Sonuç olarak, toplu kontrat unsurlarının uygulanmaması ve medyadaki aldatıcı haberler, hem kamu çalışanlarının haklarını savunma gayretlerini hem de iktidarın bu mevzudaki tavrını etkisiz hale getirmekte ve sorunun tahlilini daha da zorlaştırmaktadır. Gerçekçi ve tesirli tahliller için, yüzeysel aksiyonlar yerine somut adımların atılması ve şeffaf bir yaklaşım benimsenmesi gerekmektedir.
Önerilen Çözümler
Konunun tahlili hem kolay hem de uygulanabilir niteliktedir. Tüm devlet kurumlarında 1. derecedeki ön lisans mezunlarının ek göstergesi 3600 olarak eşitlenmeli ve emekli olanlar da bu haktan yararlanmalıdır.

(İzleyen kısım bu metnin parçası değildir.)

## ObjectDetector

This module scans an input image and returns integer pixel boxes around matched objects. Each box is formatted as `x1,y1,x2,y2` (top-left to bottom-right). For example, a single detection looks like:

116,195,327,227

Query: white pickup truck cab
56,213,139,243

Kamu çalışanları için kesin gayemiz, mezuniyet durumu, sorumluluk, yetki, misyon nitelikleri ve çalışma mühleti üzere faktörleri göz önüne alarak her meslek kümesinin ek göstergelerinin kademeli olarak düzenlenmesidir. Ayrıca, emekliliğe yansıtılan kazanımların artırılmasıyla kamu çalışanlarının yoksulluk hududundan kurtarılması sağlanmalıdır.